MUTFAKLARI YAZ MEVSİMİ DE KURTARMAYACAK
Bu yıl mutfakları yaz mevsimi de kurtaramayacak. Ucuz sebze, meyve artık hepten hayal oldu. TÜİK’in son açıkladığı makyajlı istatistiklere göre dahi, tarım ürünlerinde üretici fiyatları, Nisan’da sadece tek bir ayda yüzde 18 artmış, son bir yıldaki artış ise yüzde 119 artmış. Ama bugün millete yansıyan gıda enflasyonu yüzde 91. Yani heybede daha çok turp var. Maliyet enflasyonunda şampiyonluk, baklagiller, tahıllar gibi bitkisel ürünlerde. Buradaki fiyat artışları yüzde 191. Son bir yılda, DAP gübresi yüzde 205, ÜRE gübresi yüzde 293 zam gördü. Traktöre konacak mazotun fiyatı yüzde 240 arttı. Akaryakıta hala zam üstüne zam geliyor. Bugün İstanbul’da benzinin litresi 23 lira 86 kuruşa çıktı 24 liraya dayandı. Sadece çiftçi değil, besici ve süt üreticisi de zamların altında eziliyor. Besi yemi de, süt yemi de son bir yılda yüzde 134 zamlandı. Bugün bir litre sütün raftaki fiyatı 20 lirayı geçtiyse, çiftçi üretemez hale geldiyse, bir kilo kıyma 150 lirayı bulduysa, bunun hesabı, bakkaldan, kasaptan, esnaftan, tüccardan, manavdan, çiftçiden değil, çiftçiye kanunla vermeyi taahhüt ettiği desteğin, bugüne kadar yarısını bile vermeyen, yanlış politikalarıyla milli paramızı pul eden, Erdoğan Şahsım hükümetlerinden sorulmalıdır.
BUĞDAYDA TABAN FİYAT EN AZ 7,5 LİRA OLMALI
Mayıs ayının üçte ikisi geçti. Çukurova bölgesinde buğday hasadı başladı, başlayacak.
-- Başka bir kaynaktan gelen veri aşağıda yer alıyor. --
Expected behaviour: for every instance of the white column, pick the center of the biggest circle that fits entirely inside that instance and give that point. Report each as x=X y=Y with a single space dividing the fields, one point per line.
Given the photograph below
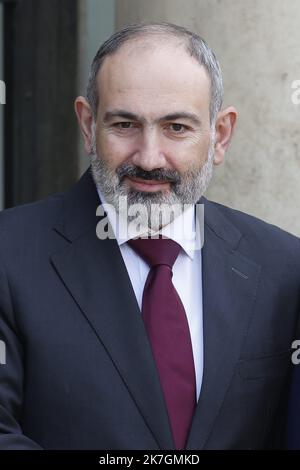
x=258 y=45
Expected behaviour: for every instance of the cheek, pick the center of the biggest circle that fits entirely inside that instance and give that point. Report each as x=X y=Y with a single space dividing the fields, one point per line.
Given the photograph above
x=189 y=154
x=113 y=151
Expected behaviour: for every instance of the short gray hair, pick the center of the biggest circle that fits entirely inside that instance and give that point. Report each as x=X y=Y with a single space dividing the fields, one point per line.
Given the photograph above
x=195 y=46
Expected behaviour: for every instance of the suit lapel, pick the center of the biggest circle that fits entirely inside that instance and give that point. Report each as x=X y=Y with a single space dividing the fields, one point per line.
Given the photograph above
x=229 y=288
x=94 y=273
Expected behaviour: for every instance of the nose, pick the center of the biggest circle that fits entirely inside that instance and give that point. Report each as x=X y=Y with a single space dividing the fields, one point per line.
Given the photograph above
x=149 y=154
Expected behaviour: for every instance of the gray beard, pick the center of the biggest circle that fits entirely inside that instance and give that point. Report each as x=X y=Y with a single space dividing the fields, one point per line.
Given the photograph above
x=186 y=189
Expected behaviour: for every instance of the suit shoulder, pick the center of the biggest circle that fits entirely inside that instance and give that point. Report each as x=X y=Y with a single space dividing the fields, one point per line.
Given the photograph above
x=42 y=213
x=258 y=232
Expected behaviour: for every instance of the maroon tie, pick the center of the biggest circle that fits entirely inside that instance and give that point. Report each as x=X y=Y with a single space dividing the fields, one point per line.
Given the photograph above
x=168 y=331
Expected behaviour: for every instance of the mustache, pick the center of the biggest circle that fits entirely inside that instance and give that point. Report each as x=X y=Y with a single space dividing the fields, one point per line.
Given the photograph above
x=158 y=174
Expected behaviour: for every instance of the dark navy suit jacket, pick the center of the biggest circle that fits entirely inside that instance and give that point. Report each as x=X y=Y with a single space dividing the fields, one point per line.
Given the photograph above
x=79 y=371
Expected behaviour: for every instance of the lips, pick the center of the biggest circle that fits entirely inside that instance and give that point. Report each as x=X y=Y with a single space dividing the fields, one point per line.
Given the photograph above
x=148 y=185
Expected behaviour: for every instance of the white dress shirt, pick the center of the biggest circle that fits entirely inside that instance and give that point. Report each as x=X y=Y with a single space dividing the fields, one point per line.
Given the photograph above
x=187 y=276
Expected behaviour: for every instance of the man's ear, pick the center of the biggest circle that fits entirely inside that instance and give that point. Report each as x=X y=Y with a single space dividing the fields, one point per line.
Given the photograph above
x=85 y=119
x=225 y=125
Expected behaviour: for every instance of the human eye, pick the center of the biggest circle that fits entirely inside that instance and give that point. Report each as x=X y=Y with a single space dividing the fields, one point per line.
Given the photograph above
x=177 y=128
x=124 y=125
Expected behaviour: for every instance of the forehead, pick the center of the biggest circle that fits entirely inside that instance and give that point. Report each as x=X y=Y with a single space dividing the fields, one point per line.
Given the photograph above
x=152 y=78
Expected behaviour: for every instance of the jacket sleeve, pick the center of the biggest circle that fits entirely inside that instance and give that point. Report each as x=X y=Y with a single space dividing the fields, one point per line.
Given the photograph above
x=11 y=375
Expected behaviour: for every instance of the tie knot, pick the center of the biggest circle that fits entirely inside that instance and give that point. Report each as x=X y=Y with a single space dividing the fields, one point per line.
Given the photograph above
x=156 y=251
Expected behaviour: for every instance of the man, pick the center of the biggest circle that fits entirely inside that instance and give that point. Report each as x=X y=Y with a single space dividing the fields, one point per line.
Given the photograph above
x=140 y=339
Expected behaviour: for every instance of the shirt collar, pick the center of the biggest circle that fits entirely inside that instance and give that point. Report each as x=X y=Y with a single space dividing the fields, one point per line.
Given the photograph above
x=182 y=230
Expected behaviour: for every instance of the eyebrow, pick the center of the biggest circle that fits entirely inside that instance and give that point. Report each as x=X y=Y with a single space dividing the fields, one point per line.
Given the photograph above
x=121 y=113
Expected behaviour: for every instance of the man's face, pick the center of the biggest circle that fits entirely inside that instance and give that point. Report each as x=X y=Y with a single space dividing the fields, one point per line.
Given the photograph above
x=152 y=136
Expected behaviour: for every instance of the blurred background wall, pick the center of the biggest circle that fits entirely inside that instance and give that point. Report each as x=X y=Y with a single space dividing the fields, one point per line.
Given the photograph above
x=257 y=43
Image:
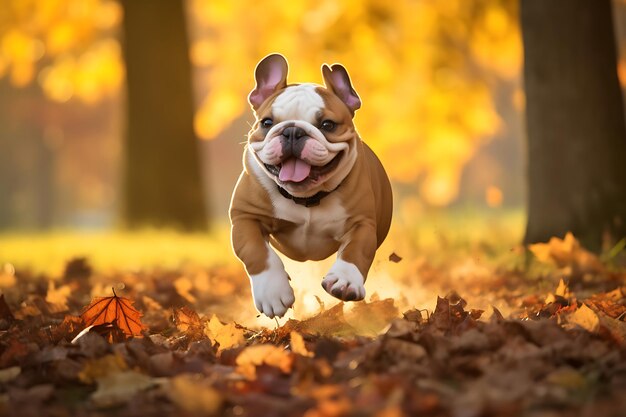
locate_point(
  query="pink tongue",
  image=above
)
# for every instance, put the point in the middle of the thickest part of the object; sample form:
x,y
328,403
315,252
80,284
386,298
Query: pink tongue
x,y
294,169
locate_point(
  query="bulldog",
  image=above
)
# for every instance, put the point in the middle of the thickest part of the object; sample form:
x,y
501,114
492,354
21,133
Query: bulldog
x,y
309,187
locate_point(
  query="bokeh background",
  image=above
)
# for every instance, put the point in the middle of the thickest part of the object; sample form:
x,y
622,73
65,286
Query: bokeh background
x,y
440,82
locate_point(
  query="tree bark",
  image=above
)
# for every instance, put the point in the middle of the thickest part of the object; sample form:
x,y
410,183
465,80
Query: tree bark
x,y
575,122
163,185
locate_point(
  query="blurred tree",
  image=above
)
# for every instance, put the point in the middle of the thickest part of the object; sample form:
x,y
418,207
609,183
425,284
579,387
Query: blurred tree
x,y
575,122
425,69
162,168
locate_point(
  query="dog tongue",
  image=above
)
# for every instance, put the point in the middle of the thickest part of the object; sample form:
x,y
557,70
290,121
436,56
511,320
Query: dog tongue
x,y
294,169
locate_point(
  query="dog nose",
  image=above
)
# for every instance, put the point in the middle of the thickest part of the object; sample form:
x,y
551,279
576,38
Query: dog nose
x,y
293,132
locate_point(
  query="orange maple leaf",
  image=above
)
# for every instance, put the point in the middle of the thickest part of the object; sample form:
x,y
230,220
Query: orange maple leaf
x,y
116,309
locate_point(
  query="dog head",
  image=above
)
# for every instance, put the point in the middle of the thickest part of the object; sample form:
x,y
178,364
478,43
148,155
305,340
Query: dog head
x,y
303,138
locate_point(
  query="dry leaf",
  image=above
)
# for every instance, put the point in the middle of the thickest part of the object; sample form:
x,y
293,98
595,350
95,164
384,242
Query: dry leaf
x,y
226,335
298,346
9,374
58,296
394,257
257,355
585,318
120,387
183,287
566,253
186,318
190,394
5,311
106,310
562,289
95,369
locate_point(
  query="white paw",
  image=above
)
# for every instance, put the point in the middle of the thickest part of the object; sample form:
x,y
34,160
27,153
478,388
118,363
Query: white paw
x,y
344,281
273,295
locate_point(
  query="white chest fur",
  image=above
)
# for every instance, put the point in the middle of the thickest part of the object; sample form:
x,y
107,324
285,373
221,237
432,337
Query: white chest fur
x,y
304,233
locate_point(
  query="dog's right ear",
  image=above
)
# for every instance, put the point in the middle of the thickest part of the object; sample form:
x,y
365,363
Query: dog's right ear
x,y
270,75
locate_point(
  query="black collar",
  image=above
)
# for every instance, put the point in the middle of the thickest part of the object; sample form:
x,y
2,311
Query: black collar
x,y
312,201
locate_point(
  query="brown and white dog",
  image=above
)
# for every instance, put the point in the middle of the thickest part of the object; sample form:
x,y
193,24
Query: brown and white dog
x,y
310,187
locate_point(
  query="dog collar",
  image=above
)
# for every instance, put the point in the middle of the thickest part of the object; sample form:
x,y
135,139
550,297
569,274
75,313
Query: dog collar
x,y
312,201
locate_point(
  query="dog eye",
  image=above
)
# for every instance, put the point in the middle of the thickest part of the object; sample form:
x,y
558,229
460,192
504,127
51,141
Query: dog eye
x,y
328,125
267,123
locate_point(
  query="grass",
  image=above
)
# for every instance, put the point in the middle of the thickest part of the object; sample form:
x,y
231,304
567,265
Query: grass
x,y
436,234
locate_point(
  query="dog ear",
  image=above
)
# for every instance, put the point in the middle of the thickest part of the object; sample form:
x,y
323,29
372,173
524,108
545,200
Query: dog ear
x,y
270,75
337,80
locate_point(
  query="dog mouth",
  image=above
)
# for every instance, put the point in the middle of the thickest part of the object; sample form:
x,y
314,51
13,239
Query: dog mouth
x,y
296,170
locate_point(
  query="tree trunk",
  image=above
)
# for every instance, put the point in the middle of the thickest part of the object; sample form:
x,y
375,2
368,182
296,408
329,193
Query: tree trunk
x,y
575,122
162,185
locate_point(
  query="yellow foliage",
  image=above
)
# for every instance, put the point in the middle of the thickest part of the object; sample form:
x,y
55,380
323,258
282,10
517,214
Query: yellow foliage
x,y
226,335
421,68
425,69
258,355
72,34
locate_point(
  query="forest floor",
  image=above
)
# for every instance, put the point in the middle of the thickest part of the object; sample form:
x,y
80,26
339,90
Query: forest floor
x,y
460,320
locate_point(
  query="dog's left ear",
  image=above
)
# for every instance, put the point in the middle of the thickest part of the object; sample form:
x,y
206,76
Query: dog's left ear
x,y
270,75
337,80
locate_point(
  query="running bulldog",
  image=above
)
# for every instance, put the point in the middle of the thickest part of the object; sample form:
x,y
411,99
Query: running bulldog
x,y
309,188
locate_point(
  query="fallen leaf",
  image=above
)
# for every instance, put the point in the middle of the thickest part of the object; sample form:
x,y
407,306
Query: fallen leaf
x,y
103,310
186,318
565,253
9,374
225,335
183,286
394,257
192,394
585,318
5,311
58,296
120,387
95,369
298,346
265,354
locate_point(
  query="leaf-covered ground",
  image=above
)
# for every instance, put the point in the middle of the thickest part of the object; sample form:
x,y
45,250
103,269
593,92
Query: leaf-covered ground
x,y
140,342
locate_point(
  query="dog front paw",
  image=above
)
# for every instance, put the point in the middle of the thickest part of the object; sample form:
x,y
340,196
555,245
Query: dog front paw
x,y
273,295
344,281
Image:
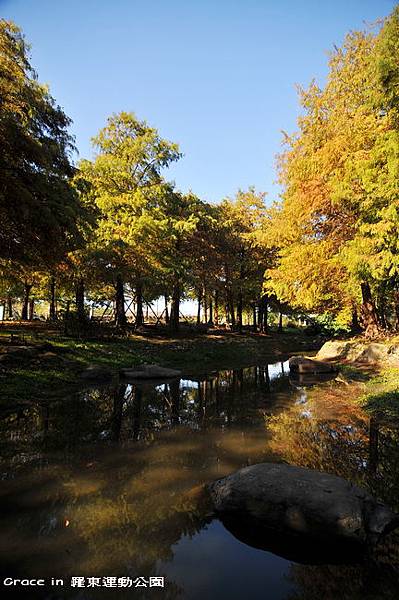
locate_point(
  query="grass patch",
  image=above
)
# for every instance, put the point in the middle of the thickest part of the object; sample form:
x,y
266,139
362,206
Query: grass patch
x,y
382,395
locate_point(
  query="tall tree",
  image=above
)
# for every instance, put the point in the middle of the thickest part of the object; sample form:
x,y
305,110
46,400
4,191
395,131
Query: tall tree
x,y
38,205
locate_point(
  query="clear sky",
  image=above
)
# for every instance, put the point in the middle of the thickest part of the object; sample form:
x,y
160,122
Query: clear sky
x,y
216,76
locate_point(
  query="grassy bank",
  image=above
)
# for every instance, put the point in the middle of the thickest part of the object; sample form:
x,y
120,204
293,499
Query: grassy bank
x,y
37,361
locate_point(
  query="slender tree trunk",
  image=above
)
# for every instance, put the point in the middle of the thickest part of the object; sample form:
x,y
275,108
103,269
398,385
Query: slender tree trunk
x,y
80,299
117,413
9,307
216,308
199,296
120,315
355,326
280,322
265,314
174,388
31,309
52,310
25,305
368,312
175,308
166,310
373,445
239,311
231,310
254,326
139,305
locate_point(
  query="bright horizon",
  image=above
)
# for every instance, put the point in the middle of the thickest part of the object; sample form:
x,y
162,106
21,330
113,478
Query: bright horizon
x,y
218,78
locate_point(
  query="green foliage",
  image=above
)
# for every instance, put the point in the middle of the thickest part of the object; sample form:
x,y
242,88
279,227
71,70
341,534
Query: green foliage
x,y
40,210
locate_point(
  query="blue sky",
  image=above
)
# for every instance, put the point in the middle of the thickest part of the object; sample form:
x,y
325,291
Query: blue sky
x,y
216,76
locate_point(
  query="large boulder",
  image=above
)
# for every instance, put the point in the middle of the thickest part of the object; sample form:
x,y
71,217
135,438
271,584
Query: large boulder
x,y
360,351
149,372
303,364
96,374
304,502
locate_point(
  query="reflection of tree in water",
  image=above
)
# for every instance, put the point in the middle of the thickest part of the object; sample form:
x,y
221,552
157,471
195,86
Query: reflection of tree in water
x,y
329,582
330,432
126,503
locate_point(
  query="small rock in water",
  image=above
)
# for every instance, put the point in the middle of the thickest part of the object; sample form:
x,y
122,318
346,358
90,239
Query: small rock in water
x,y
149,372
96,374
303,364
303,502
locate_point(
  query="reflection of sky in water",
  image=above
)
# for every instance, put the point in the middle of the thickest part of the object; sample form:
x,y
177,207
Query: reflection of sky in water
x,y
275,371
214,565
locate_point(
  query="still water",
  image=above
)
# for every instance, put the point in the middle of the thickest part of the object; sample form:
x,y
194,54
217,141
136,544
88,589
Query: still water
x,y
108,482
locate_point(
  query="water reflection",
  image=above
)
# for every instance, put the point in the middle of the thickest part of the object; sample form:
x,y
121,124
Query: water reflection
x,y
109,481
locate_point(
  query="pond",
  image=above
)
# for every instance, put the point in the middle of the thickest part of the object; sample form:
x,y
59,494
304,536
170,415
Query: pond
x,y
108,483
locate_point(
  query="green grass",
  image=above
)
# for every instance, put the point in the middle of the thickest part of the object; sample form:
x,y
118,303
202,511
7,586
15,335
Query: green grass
x,y
46,377
382,395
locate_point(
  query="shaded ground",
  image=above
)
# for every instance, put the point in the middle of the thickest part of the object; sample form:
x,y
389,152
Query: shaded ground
x,y
37,359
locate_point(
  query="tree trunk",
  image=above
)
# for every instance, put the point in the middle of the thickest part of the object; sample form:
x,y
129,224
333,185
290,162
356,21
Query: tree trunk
x,y
9,307
231,310
25,305
80,299
120,315
373,445
254,325
216,308
175,308
31,309
355,326
139,305
52,310
263,314
210,322
368,312
199,307
166,310
239,312
280,322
Ama ortada buğday taban fiyatı yok. Geçtiğimiz yıl yaşadığımız sıkıntılar ortada. Bu hükümet çiftçiden buğdayın tonunu 2250 liraya satın aldı. Sonra o buğdayı alan aynı Toprak Mahsulleri Ofisi, aynı hükümet buğdayın tonunu dışarıdan 6700 liraya ithal etti. Kendi çiftçisine verdiğinin üç katını başka ülkelerin çiftçisine verdi. Bugün mevcut dolar kuruyla buğdayın ithal fiyatı 7140 lira. Çiftçimizin kazanması, borçlarını kapatıp, seneye de tarlasını ekebilmesi için, buğdayda taban fiyatı en az 7,5 lira olmalıdır. Artık hükümet eve deli; ele iyi olmayı bırakmalıdır. Ayrıca, kuru alanlarda üreticinin ekmeye devam edebilmesi için, bu arazilerde çiftçiye verilen prim diğer arazilerde verilenlerden çok daha yüksek olmalıdır.
ELİN ÇİFTÇİSİNİ DEĞİL, BU TOPRAKLARIN ÇİFTÇİSİNİ YAŞATIN
Çay üreticisine verdiğiniz taban fiyat maalesef tavan fiyat oldu. Özel fabrikalar yarı fiyatına çay alıyor. Biran önce çayda taban fiyatını gerçekten en düşük fiyat haline getirecek önlemleri alın. Bırakın el iyisi olmayı, bırakın başka ülkelerin çiftçisini sevindirmeyi, bu toprakların çiftçisini yaşatın.
KENDİ İNSANINA GADDAR, FAİZ LOBİSİNE MÜŞFİK
Biz Erdoğan Şahsım Hükümetine, boşuna el iyisi demiyoruz. Bunlar; kendi gencine, kendi esnafına, kendi çiftçisine, kendi emekçisine, kendi emeklisine olabildiğince gaddar. Elin gencine, elin çiftçisine, Londra’daki bir avuç faiz lobisine, beşli çetelerine de alabildiğine müşfik.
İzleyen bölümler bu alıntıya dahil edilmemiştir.